Values aren’t practices.  A practice is an activity or action.  A practice that works in one situation may not work in another. Why? because practices apply to specific situations.  Since my second son, David, loved hanging out with friends, sending him to his room when he misbehaved was an effective form of discipline. If I restricted my third son, Paul, like that, he would have been indifferent. Why?  Because Paul enjoyed playing computer games.  That example demonstrates the importance of adapting our practices to different situation.     


But let’s look deeper.  Values aren’t principles.  A principle is an external truth that is as reliable as a physical law.  A value is a principle we’ve internalized and made our own.  For instance, a principle of life might say, “Exercise and healthy eating produce strong bodies.”  Everyone would say that principle is true.  But those who watch what they eat and exercise regularly have made that principle a value.  When we internalize a principle we demonstrate that we “value” the principle.  Ultimately, we want to base our behavior and decisions on values, not circumstances or feelings. We want to internalize God’s word and so value its principles that they drive our decisions and actions.


King David demonstrated value driven behavior in Psalm 15.  If you take a few minutes and read the psalm you’ll notice that king said the person who enjoys the presence of God and lives a blameless life is the one who “speaks the truth from his heart” (vv. 1-2).  Because he values truth in his heart, his words express truth.  Because he values kindness, “he does his neighbor no wrong” (v. 3).  Because he values honesty he “keeps his oath even when it hurts” (v. 4).  Because he values justice he “does not accept a bribe against the innocent” (v. 5).
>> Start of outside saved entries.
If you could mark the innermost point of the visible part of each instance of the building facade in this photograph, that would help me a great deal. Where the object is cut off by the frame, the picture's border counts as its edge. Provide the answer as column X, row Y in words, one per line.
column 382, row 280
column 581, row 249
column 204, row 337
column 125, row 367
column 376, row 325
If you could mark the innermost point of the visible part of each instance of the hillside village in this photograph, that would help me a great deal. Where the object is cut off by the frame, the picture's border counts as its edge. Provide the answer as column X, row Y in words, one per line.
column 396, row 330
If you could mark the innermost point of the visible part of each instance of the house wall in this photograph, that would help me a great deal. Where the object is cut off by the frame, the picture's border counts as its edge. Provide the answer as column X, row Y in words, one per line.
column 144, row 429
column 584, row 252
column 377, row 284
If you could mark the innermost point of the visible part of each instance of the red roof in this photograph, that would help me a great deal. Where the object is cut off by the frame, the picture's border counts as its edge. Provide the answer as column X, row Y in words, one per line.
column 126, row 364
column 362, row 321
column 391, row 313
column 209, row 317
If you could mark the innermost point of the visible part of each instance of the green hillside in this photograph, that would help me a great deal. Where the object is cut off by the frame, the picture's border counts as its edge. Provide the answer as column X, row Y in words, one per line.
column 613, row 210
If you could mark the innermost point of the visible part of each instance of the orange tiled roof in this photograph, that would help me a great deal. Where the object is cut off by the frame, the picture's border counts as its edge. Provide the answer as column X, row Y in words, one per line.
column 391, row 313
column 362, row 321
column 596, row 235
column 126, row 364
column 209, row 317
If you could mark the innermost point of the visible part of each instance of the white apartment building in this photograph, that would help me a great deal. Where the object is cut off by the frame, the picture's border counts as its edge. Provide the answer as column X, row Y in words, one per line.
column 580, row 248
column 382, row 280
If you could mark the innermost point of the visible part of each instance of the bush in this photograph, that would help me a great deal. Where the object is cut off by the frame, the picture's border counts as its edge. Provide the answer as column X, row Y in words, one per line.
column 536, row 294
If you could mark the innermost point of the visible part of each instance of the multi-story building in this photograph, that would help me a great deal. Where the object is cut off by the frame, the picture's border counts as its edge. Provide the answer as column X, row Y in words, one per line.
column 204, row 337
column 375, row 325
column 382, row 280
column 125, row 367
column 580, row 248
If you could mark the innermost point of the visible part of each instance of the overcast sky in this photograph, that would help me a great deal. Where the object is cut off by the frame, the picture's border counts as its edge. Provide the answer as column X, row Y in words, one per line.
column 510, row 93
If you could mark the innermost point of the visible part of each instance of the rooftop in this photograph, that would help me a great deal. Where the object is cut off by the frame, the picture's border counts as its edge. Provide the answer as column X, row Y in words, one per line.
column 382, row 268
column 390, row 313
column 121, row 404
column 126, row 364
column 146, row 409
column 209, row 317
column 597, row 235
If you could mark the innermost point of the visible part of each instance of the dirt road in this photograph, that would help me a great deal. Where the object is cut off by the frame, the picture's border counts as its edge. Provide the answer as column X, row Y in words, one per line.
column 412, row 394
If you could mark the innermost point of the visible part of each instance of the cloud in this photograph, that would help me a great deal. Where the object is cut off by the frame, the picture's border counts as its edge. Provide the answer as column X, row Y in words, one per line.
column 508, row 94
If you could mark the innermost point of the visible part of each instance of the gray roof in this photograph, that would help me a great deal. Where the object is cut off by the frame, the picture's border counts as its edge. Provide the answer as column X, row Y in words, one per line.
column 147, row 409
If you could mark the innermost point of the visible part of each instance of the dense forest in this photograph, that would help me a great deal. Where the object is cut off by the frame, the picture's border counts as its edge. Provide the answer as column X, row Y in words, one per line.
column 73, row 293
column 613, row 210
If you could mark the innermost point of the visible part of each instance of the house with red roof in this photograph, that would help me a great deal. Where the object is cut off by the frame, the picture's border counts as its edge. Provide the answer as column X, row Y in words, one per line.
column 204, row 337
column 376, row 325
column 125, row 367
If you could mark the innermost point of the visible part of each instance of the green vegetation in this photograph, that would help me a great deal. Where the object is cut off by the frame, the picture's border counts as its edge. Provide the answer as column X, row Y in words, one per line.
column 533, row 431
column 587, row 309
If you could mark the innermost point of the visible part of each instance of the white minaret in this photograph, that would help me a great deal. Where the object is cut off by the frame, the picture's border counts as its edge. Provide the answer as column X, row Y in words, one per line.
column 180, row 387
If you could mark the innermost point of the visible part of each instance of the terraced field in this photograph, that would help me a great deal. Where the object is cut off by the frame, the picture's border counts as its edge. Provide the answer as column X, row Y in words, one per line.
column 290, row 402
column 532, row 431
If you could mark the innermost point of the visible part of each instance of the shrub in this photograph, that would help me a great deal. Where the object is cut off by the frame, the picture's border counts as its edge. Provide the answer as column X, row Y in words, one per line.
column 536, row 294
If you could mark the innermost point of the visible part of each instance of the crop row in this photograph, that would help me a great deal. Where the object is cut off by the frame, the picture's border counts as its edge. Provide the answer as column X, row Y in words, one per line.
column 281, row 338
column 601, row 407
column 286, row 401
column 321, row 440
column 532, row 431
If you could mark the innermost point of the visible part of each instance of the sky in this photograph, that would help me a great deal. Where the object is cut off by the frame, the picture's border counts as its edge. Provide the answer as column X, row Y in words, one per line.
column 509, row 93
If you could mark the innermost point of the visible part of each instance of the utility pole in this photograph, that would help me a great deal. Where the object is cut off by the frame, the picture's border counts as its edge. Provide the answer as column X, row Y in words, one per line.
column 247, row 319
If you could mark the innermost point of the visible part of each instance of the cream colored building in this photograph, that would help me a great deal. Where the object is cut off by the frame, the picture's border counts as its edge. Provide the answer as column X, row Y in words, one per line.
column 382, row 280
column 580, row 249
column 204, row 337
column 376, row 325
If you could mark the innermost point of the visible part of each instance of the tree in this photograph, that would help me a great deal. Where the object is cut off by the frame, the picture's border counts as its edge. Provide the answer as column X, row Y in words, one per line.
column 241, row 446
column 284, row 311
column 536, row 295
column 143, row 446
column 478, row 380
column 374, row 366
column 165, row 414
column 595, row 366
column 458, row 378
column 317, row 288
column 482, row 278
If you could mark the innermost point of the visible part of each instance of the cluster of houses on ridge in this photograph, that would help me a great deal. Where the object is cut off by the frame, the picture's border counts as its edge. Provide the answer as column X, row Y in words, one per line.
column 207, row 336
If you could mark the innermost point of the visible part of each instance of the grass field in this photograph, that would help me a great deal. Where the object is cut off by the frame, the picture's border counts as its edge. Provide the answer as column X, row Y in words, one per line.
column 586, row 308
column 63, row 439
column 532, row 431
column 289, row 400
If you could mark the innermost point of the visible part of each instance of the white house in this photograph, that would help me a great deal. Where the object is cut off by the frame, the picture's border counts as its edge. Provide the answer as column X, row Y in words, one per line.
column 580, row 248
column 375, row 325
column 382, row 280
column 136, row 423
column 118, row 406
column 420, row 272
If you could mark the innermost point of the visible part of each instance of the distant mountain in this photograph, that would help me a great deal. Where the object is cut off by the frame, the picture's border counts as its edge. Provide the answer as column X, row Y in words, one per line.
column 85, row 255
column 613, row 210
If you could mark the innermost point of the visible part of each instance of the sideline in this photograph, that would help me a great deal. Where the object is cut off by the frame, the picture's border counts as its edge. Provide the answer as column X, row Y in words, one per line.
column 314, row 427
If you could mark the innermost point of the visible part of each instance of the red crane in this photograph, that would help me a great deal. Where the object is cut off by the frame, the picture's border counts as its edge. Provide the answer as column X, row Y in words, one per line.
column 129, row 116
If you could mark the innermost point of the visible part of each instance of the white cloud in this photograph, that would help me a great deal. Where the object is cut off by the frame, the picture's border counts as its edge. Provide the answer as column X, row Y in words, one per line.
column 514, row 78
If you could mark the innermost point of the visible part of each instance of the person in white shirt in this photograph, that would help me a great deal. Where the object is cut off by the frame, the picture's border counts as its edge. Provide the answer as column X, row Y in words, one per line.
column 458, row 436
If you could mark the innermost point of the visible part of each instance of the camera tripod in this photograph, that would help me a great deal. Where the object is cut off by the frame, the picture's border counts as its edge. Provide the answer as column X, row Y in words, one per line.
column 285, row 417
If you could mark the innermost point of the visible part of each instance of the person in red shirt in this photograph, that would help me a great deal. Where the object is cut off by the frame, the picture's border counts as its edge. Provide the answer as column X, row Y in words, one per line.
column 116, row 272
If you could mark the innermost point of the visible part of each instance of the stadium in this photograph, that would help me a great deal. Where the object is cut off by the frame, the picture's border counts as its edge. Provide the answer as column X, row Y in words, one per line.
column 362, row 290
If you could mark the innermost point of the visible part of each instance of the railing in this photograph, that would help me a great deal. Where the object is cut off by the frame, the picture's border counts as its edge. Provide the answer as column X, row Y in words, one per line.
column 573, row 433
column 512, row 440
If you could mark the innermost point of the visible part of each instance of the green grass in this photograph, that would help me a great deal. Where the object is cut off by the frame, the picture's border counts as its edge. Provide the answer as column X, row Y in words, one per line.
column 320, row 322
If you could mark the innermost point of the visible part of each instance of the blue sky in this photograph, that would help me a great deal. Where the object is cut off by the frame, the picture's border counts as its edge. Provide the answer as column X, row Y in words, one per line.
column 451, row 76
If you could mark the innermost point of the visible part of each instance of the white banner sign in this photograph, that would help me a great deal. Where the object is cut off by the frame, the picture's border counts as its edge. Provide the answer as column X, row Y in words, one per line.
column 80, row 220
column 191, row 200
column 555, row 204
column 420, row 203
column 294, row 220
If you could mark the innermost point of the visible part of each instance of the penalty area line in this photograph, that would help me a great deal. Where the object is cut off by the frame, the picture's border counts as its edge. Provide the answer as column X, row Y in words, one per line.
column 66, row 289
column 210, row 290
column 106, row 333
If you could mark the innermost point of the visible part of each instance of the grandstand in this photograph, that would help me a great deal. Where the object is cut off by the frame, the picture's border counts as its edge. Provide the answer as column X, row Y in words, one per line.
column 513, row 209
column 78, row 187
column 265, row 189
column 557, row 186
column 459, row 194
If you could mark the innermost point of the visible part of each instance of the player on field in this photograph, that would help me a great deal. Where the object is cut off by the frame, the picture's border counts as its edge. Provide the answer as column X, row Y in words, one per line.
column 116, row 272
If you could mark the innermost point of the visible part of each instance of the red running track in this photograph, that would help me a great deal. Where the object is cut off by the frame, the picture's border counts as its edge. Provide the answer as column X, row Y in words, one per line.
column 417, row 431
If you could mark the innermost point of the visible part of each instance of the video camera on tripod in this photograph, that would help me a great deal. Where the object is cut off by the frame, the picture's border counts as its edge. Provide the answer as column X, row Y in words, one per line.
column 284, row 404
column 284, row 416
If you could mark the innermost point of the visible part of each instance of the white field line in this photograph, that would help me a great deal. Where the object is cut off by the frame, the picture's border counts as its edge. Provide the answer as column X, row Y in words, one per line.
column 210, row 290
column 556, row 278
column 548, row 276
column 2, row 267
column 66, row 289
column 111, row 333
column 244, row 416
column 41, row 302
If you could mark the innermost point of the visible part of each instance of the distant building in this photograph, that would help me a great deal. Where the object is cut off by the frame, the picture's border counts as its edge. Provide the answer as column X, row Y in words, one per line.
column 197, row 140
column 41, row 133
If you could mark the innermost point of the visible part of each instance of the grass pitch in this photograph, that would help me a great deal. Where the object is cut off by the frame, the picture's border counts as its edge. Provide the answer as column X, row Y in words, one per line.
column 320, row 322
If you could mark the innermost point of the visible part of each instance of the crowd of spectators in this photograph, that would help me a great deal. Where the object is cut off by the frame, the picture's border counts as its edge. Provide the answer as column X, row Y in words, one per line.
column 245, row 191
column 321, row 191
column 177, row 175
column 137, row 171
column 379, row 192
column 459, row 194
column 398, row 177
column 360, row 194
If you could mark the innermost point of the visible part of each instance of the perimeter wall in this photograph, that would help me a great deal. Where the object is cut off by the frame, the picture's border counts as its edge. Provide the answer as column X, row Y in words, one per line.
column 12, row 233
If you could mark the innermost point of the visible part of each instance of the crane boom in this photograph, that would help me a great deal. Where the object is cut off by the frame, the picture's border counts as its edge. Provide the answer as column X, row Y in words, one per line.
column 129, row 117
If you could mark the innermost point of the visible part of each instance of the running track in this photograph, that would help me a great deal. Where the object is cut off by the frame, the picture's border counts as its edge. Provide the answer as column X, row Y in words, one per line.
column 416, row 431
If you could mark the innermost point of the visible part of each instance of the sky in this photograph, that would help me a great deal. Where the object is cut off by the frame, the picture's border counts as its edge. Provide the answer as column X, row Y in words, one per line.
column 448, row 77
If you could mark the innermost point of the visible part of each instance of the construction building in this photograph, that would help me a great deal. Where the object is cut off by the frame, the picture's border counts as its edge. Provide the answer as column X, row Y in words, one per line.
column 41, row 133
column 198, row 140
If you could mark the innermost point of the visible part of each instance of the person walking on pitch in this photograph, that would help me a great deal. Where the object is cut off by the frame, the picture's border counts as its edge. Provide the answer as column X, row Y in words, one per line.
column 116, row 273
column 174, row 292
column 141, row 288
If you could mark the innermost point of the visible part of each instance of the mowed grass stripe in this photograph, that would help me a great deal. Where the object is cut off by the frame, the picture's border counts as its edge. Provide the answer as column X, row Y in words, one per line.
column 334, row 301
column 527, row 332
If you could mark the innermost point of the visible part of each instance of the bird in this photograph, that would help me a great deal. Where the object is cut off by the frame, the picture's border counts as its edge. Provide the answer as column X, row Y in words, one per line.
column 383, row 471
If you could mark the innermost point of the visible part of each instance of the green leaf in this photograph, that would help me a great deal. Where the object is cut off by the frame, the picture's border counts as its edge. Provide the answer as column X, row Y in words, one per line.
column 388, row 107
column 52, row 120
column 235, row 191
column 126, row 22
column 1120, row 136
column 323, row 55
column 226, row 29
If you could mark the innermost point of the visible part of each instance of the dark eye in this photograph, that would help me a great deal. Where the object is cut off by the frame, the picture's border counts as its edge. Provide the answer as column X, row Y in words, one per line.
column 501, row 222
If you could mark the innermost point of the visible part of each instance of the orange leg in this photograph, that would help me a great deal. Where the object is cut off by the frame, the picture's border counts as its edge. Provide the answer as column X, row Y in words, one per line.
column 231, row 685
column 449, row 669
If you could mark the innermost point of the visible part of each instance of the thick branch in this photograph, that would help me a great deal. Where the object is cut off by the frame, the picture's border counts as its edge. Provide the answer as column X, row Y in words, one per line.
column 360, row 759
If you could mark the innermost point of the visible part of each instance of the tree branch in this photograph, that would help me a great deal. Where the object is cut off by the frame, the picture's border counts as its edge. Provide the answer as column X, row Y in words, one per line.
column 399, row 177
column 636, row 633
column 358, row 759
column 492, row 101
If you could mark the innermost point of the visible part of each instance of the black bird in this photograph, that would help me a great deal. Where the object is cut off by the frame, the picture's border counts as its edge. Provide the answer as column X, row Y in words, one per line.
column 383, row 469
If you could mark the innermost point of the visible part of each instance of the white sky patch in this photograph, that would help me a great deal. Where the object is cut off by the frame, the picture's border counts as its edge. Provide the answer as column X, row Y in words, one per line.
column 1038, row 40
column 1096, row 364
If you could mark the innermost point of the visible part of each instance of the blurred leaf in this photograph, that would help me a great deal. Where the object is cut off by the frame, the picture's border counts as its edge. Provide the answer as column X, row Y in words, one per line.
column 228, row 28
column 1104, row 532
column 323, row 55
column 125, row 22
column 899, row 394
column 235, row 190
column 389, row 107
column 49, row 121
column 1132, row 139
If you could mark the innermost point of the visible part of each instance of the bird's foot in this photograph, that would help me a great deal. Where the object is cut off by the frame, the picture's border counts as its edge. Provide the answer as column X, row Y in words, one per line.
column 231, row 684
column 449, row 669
Value driven people reap a great benefit from God.  David said they “will never be shaken.”  The more we allow biblical values to drive our decisions and practices, regardless of what may happen around us, the more confident we can be that our choices and actions reflect godly wisdom. That confidence provides emotional and spiritual stability.  And it will help us to lead others in a way that honors God and strengthens our kingdom influence.